Companies such as Callcredit process a lot of data about people, and one of the main challenges is working out what person a given record represents.
Without a unique identifier, this comes down to comparing various fields of the record against properties of known individuals. However, when data comes in a variety of formats, with mistakes and missing values, this is not always straightforward. For example, it's difficult to tell which of these represent the same person:
| Title | Name 1 | Name 2 | Name 3 | DOB | Address 1 | Address 2 | Address 3 |
|---|---|---|---|---|---|---|---|
| Miss | Jane | H | Doe | 01/01/1980 | 10 Main Street | Leeds | W YORKS |
| Ms | J | Doe | 01/01/1950 | 10 Main Street | Horsforth | Leeds | |
| Jane | Do | 10 Man Street | Leeds | W YORKS | |||
| Mrs | Jayne | H | Dow | 01/01/1980 | 18 Main Street | H'fth | yorks |
| Miss | Jane | H | Doe | 10 Main Street | Leeds | W YORKS |
When you consider the not uncommon situations of twins with similar names, or parent and child with the same name, living at the same address, you can see the complexities.

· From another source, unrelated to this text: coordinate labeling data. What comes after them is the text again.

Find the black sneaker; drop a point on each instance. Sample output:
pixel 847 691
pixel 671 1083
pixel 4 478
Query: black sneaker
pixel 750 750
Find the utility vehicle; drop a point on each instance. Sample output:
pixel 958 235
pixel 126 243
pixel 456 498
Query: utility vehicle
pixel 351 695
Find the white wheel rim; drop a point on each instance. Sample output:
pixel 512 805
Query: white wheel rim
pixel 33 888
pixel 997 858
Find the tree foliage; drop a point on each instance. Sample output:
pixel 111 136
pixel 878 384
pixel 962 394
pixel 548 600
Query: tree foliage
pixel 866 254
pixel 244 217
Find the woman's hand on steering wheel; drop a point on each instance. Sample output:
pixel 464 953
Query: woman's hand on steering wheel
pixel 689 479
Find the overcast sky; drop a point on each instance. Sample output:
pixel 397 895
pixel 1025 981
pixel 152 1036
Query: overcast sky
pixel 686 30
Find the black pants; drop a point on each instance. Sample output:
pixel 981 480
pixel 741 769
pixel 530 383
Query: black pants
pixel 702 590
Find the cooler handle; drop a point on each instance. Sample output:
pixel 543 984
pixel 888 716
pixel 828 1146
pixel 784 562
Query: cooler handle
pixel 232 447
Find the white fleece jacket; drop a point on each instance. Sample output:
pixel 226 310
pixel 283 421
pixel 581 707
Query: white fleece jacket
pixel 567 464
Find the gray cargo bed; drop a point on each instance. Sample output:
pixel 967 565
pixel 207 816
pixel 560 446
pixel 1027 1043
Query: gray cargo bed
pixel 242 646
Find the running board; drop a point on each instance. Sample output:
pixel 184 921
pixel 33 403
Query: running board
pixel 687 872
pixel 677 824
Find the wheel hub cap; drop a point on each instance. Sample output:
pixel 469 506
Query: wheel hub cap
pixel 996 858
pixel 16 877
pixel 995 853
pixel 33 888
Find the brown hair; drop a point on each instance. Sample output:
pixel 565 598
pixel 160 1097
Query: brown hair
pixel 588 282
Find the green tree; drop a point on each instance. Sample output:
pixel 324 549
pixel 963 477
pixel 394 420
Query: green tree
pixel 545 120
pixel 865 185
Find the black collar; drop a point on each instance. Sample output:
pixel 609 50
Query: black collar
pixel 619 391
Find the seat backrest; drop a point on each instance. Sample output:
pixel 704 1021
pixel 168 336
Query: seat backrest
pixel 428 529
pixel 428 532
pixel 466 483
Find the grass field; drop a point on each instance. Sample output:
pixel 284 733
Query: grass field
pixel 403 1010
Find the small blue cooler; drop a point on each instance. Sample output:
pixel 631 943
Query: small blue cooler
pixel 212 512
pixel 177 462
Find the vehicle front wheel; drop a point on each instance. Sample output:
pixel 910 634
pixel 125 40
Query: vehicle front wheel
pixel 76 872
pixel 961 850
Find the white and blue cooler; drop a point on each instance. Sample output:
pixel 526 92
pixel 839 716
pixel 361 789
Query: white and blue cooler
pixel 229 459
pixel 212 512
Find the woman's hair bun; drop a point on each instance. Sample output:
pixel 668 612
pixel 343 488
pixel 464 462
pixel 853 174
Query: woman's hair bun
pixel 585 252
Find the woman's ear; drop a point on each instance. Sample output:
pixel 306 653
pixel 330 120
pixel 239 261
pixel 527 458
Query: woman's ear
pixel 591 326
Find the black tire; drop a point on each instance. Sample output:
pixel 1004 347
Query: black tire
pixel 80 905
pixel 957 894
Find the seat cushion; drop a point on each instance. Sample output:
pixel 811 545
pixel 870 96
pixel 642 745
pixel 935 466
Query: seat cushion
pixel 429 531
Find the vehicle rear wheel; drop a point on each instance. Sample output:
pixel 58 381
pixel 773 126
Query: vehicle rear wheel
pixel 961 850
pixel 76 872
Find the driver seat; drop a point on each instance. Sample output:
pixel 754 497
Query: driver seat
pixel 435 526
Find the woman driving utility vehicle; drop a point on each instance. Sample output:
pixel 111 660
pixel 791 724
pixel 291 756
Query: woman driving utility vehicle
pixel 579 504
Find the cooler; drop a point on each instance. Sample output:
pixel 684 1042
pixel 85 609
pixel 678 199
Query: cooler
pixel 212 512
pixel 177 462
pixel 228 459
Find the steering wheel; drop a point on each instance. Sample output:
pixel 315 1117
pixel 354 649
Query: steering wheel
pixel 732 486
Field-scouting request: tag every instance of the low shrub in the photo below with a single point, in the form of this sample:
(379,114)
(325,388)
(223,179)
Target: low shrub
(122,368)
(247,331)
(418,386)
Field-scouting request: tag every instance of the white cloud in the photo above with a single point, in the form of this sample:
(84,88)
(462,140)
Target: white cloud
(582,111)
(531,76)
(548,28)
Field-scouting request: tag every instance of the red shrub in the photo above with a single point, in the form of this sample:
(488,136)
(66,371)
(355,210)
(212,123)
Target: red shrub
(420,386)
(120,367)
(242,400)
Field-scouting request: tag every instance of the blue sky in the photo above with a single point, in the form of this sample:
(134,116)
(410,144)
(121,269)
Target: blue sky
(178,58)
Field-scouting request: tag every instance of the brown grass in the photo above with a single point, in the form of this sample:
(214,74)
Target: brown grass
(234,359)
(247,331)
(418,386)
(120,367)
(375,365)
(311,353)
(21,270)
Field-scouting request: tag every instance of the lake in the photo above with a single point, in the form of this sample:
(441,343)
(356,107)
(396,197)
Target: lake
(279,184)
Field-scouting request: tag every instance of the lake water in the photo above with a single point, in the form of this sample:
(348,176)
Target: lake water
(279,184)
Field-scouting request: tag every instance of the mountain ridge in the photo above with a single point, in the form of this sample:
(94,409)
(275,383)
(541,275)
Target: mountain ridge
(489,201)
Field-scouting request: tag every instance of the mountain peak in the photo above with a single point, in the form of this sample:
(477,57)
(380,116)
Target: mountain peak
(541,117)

Solving the whole problem involves many different techniques, and can be adjusted depending on how important it is to avoid under or over-matching. There is no right answer as to whether two records represent the same person or not.
One sub-problem, which is better defined and has a definite answer, is determining how similar two strings of characters are:
distance("schmit", "smithe") = ?
There are several well-known ways of comparing strings, such as using Levenshtein distance or Hamming distance, but the important things is that once you have a measurement you can use that as part of your overall strategy.
Write an algorithm that can take two strings and give a value representing their similarity. You can try and implement one of the algorithms described in the other document (Levenshtein distance or Hamming distance), or make up your own.
Test it to see if it gives results that match your intuition about how similar some names are.